Low-rank approximation with convex constraints

Researchers: Christian Grussler, Anders Rantzer, Pontus Giselsson, Andrey Ghulchak

Funding: LCCC Linnaeus center

Model Order Reduction of Postive Systems:

Transportation networks, biological systems as well as heat transfer model are only a few examples for systems with the fundemental property of operating with positively measured inputs and outputs only. Typically these systems are large-scale and one way of overcoming this issue in control and simulations is to approximate the systems with the help of so-called Model Order Redcution (MOR). Unfortuantely, stanard MOR-methods do not preserve positivity and by that may lead to false conclusions in simulations as well as controler design.

Research in Posivity Preserving Model Order Reduction has been conducted earlier, however with strong conservatism regarding dimensionality and errors.
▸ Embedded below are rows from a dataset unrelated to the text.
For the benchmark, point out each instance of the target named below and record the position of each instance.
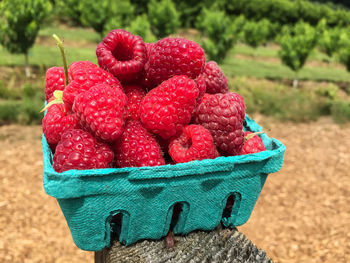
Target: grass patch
(240, 67)
(281, 102)
(271, 50)
(47, 56)
(71, 33)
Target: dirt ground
(302, 215)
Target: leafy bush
(163, 16)
(9, 111)
(20, 21)
(256, 33)
(288, 12)
(344, 50)
(9, 93)
(296, 45)
(105, 15)
(141, 27)
(71, 9)
(280, 101)
(218, 33)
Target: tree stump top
(219, 245)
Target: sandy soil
(302, 215)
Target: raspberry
(195, 143)
(215, 79)
(223, 115)
(252, 145)
(134, 94)
(101, 110)
(79, 150)
(165, 110)
(54, 81)
(83, 75)
(136, 147)
(173, 56)
(122, 54)
(56, 121)
(201, 87)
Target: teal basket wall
(145, 196)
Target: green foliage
(9, 93)
(330, 91)
(163, 16)
(256, 33)
(296, 45)
(141, 27)
(71, 9)
(288, 12)
(328, 38)
(218, 33)
(344, 50)
(106, 15)
(20, 21)
(280, 101)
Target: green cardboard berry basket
(145, 196)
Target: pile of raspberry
(144, 104)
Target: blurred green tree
(296, 43)
(71, 9)
(105, 15)
(344, 49)
(20, 21)
(218, 33)
(163, 16)
(140, 26)
(328, 39)
(256, 33)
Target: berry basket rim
(274, 149)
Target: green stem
(60, 45)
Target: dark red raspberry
(215, 79)
(79, 150)
(173, 56)
(101, 110)
(195, 143)
(83, 75)
(201, 87)
(54, 81)
(137, 147)
(122, 54)
(135, 94)
(252, 145)
(223, 115)
(165, 110)
(56, 121)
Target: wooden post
(219, 245)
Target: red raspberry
(215, 79)
(54, 81)
(223, 115)
(136, 147)
(101, 110)
(252, 145)
(83, 75)
(135, 95)
(79, 150)
(166, 109)
(56, 121)
(122, 54)
(195, 143)
(174, 56)
(201, 86)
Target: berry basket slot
(139, 203)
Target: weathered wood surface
(217, 246)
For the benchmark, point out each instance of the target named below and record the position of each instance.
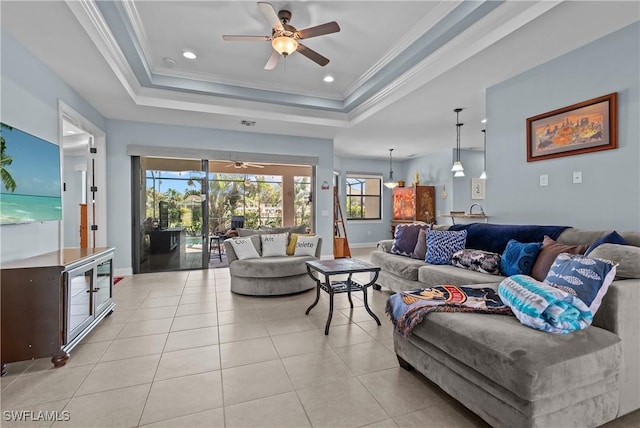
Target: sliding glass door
(172, 215)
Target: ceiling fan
(240, 164)
(285, 38)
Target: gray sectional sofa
(512, 375)
(268, 276)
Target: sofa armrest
(231, 253)
(385, 245)
(619, 314)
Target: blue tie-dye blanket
(543, 307)
(408, 308)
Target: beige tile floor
(181, 350)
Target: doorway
(184, 208)
(171, 215)
(84, 176)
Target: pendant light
(457, 165)
(390, 184)
(483, 176)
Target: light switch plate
(577, 177)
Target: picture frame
(477, 188)
(584, 127)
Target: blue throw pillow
(518, 257)
(586, 278)
(441, 244)
(612, 238)
(405, 238)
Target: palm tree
(6, 160)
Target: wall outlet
(577, 177)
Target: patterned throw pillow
(548, 253)
(518, 258)
(612, 238)
(406, 237)
(477, 260)
(420, 251)
(584, 277)
(442, 244)
(274, 244)
(244, 248)
(306, 245)
(293, 240)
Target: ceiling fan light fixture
(284, 45)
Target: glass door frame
(138, 186)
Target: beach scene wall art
(30, 189)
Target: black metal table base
(338, 287)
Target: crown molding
(162, 98)
(93, 23)
(506, 19)
(417, 31)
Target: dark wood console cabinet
(52, 301)
(413, 204)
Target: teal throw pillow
(518, 257)
(442, 244)
(612, 238)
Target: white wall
(120, 134)
(72, 177)
(609, 196)
(30, 93)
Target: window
(364, 197)
(256, 197)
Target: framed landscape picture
(585, 127)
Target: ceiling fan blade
(246, 38)
(270, 13)
(312, 55)
(319, 30)
(272, 61)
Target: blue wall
(609, 196)
(30, 93)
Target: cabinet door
(104, 282)
(78, 287)
(404, 203)
(425, 204)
Our main goal is to supply new approximaton strategies with the incentive of weakening the current conservatism, e.g. by considering ellispoidal cone invariant systems.


Low-rank approximation with convex constraints

Model order reduction that is preserving external positivity is essentially equivalent to a low-rank approximation of an infinite-dimensional Hankel-matrix under the preservation of the Hankel-structure and the non-negativity. However, even for finite matrices it is unkown how to find an optimal low-rank approximation that preserves convex constraints. Instead heuristics, like the nuclear-norm regularization method are the state of the art. 

Our main goal is to fill this gap and give deterministic solutions that do not depend on a regularization parameter.